Cronenberg, David. Consumed. Scribner. Sept. 2014. 352p. ISBN 9781416596134. $26. POP FICTION
The entwined narratives in this first novel by Cronenberg have all the creepy smartness of one of his famous films. Exemplary on-the-edge freelance journalists of the social media age, Naomi and Nathan meet in the occasional airport hotel room but otherwise compete fiercely. With the help of somewhat weird graduate student Hervé, whose motivations she begins to doubt, Naomi investigates what happened to Célestine Arosteguy, found dead and partly eaten in the apartment she shared with missing husband Aristide, like her a Marxist philosopher and sexual adventurer. Meanwhile, in Budapest to photograph Zoltán Molnár, an unlicensed surgeon once accused of organ trafficking, Nathan contracts a rare sexually transmitted disease and heads to Toronto to meet the doctor who first diagnosed it, Alas, the good doctor is busy studying his own crazed adult daughter. What, you expected Anne of Green Gables? With a three-city tour to Los Angeles, New York, and San Francisco.
Ellroy, James. Perfidia. Knopf. Sept. 2014. 608p. ISBN 9780307956096. $27.95; ebk. ISBN 9780385353212. CD/downloadable: Penguin Random Audio. CRIME/HISTORICAL
Ellroy is back with the first book in a second “L.A. Quartet” and the same darkly stylish crime writing that made him famous. The novel opens on December 6, 1941, as the bombing of Pearl Harbor leads to internment of Japanese Americans. A Japanese American family is found dead in Los Angeles, leading to the question whether it was murder or ritual suicide. And that question ends up involving a top-notch Japanese American forensic chemist, a risk-taking young woman, real-life police officer Williard “Whiskey Bill” Parker, and corrupt police office Dudley Smith of L.A. Confidential fame. The blend of war, romance, and mystery with moral outrage at the internments will register instantly with Ellroy fans, but the reportedly linear plot might surprise. With a 75,000-copy first printing and an eight-city tour to Denver, Los Angeles, Miami, New York, Portland, San Francisco, Seattle, and Washington, DC.

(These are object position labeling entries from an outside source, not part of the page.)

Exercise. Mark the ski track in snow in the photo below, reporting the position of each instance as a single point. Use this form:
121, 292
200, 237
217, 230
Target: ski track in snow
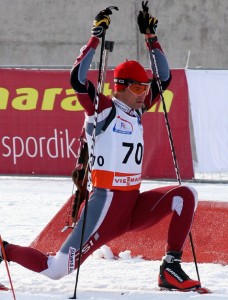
28, 203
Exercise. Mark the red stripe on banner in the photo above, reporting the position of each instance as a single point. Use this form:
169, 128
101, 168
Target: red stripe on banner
41, 121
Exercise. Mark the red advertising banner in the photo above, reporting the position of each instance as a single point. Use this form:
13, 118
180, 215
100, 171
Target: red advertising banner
41, 121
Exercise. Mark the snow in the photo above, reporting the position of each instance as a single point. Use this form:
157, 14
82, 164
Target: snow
28, 203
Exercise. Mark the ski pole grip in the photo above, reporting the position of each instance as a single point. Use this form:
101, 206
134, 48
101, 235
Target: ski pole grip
109, 45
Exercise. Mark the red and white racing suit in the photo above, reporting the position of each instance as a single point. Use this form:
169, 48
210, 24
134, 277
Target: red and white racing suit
115, 205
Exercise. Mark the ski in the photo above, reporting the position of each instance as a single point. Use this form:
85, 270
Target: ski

Waters, Sarah. The Paying Guests. Riverhead. Sept. 2014. 640p. ISBN 9781594633119. $28.95. LITERARY
Three-time Man Booker Prize finalist, two-time Orange Prize finalist, and one of Granta’s Best of Young British Novelists, Waters has earned the right to catch our eye with this next novel. In 1920s London, with the Great War having left families decimated, spinster Frances Wray and her widowed mother realize that to continue living in their grand house on Champion Hill, they must take in boarders. But they hadn’t bargained for the disruption caused by Lilian and Leonard Barber, the young couple who move in, which leads to love, crime, and deep insight into the changing times.